Ridha Allah swt adalah ukuran kebahagian muslim. Semua aktifitasnya termasuk penyaluran naluri seks akan dipertimbangkan dulu. Apakah Allah swt ridha atau tidak. Bahkan jika halalpun muslim akan mencari tempat yang benar benar aman dari pandangan manusia. Ridha Allah mengalahkan segalanya, meski disitu ada kesenangan tapi melanggar aturan pasti ditinggalkan. Muslim berfikir jauh kedepan dengan akal yang dimilikinya.
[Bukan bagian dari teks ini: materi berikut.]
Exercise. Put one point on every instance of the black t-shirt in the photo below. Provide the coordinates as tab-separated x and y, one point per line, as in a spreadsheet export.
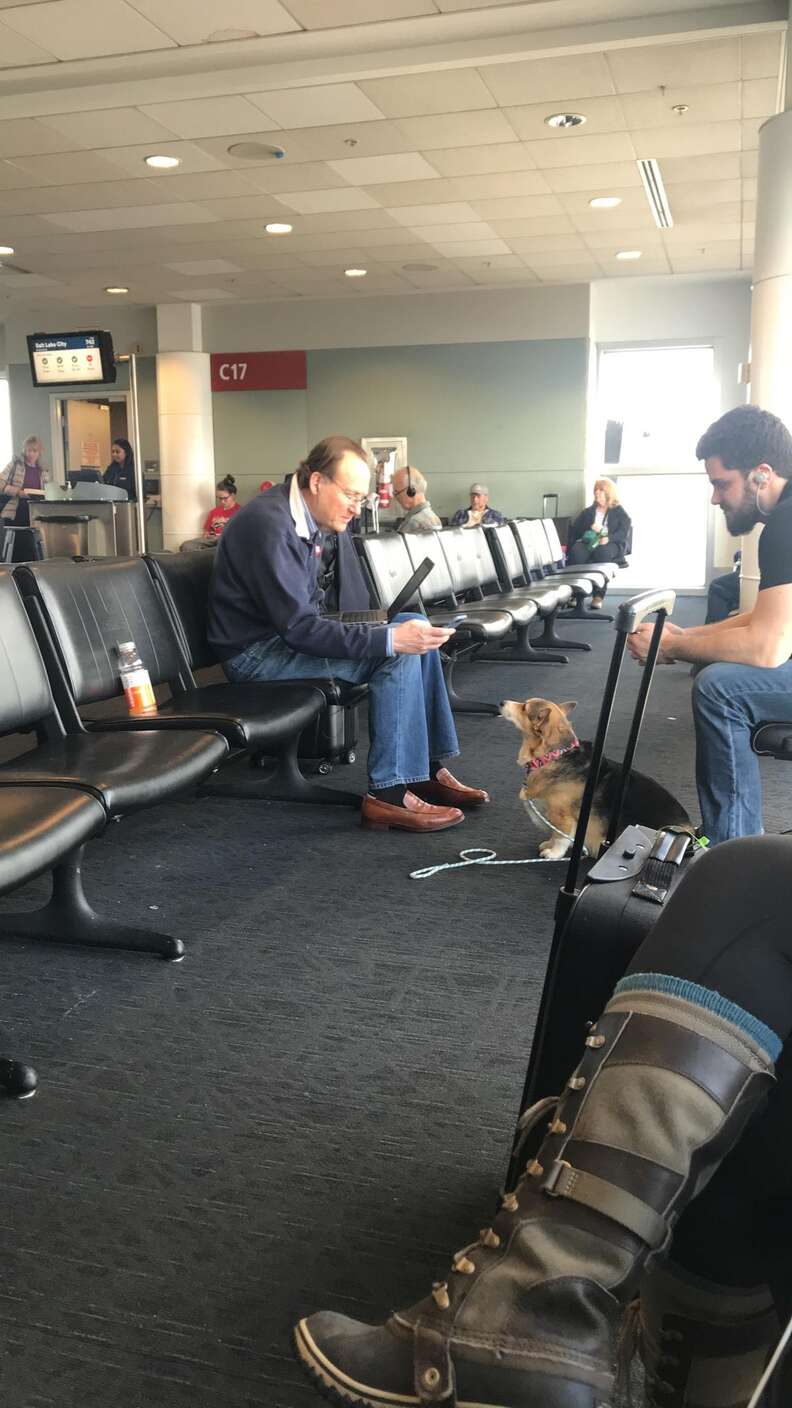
775	545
Ibnu Qoyyim ra mengatakan,” Seandainya pelaku maksiyat itu mengetahui bahwa pada sifat iffah (menjaga diri dari maksiyat) dipenuhi dengan kelezatan,kebahagiaan,dada yang lapang dan kenikmatan hidup, niscaya ia akan melihat bahwa kelezatan yang hilang darinya jauh lebih banyak daripada kelezatan yang ia dapatkan”.(Raudhatul Muhibbin,362). Disinilah beda muslim dengan pengikut hedonisme-individualisme. Apalah arti kenikmatan ciuman massal sesaat namun akibat yang harus ditanggung sungguh memalukan,keluargapun tentu marah apalagi diakhirat kelak jika tidak bertaubat siksa pasti menanti.

Islam sebagai sistem paripurna akan menjaga dan melindungi masyarakat dari penyakit sosial dengan sebaik mungkin. Usaha tersebut diantaranya dengan menutup peluang sekecil apapun yang bisa memunculkan penyakit sosial, mendidik  masyarakat dan membekalinya dengan ketaqwaan yang tinggi serta menerapkan hukum yang tegas pada pelakunya jika melanggar aturan. Dalam islam kasus PNS Nias selatan tersebut hukumannya adalah minimal penjara 6 bulan karena telah melakukan tindakan tidak senonoh ditempat umum atu ditempat pertemuan umum. Yang bisa menjaga dan peduli  kebaikan masyarakat hanya sistim islam bingkai Khilafah ar Rosyidah  saja. Wallahu a’lam bish showab.